As has been said, the transfer of heat is through the base of the pan. It's the touchable sides of the pan that will usually be appreciably below the temp of its contents.

Kind Regards, John
 
Surely you would turn it off on the front
That would certainly be a safer option! However, depending of the nature/location of the fault/problem, that might not cure it.
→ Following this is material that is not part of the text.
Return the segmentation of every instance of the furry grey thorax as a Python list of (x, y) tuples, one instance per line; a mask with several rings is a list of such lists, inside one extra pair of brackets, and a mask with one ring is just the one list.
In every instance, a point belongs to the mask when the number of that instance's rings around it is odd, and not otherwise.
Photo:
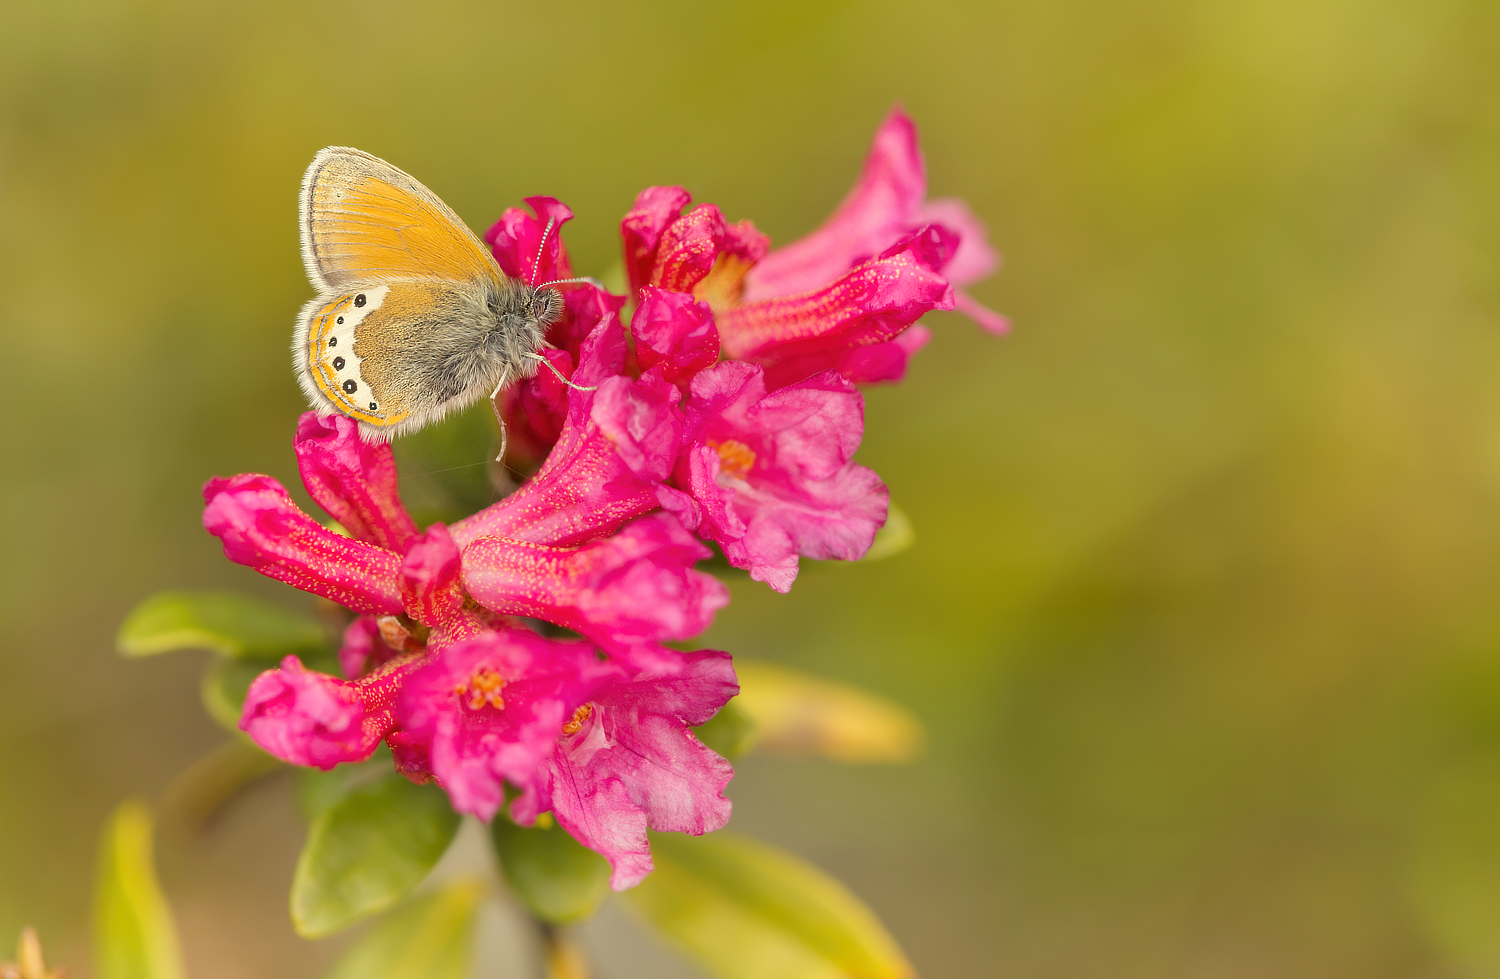
[(410, 406), (407, 423), (377, 437), (437, 421), (530, 377), (538, 362), (528, 355), (545, 345), (547, 327), (562, 312), (556, 290), (514, 279), (482, 289), (442, 280), (423, 285), (432, 300), (424, 315), (387, 322), (385, 335), (371, 337), (367, 349), (378, 344), (384, 356), (366, 356), (362, 339), (354, 345), (374, 391), (387, 399), (403, 392)]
Indeed, if the cooker were 'in flames', then even successfully switching off the appliance itself would not prevent it's flex being at risk from the flames.

Kind Regards, John
 
Surely you would turn it off on the front

Normally you would, but in an emergency, possibly the front controls might not work and a quicker, single action way is to turn everything off at one switch - which needs to be really accessible - without reaching over a hob/cooker.
 
Normally you would, but in an emergency, possibly the front controls might not work and a quicker, single action way is to turn everything off at one switch - which needs to be really accessible - without reaching over a hob/cooker.
Indeed - but, in factice, a very high proportion of such switches I've seen have been too close to the hob/cooker to be useful/usable if the appliance were 'in flames' (or 'live').

Kind Regards, John
 
Normally you would, but in an emergency, possibly the front controls might not work and a quicker, single action way is to turn everything off at one switch - which needs to be really accessible - without reaching over a hob/cooker.
Yes but its a gas cooker
 
In this case (a gas cooker) Turing off the power supply in an emergency would be pointless.
I’d be wanting to isolate the gas supply, and that gas tap will be usually
- usefully- located behind the blazing inferno.
 
In this case (a gas cooker) Turing off the power supply in an emergency would be pointless.
I’d be wanting to isolate the gas supply, and that gas tap will be usually
- usefully- located behind the blazing inferno.

No, the individual gas taps are located at the front - if it were a blazing inferno I would be out and isolating the gas at the meter, picking the key up on the way out.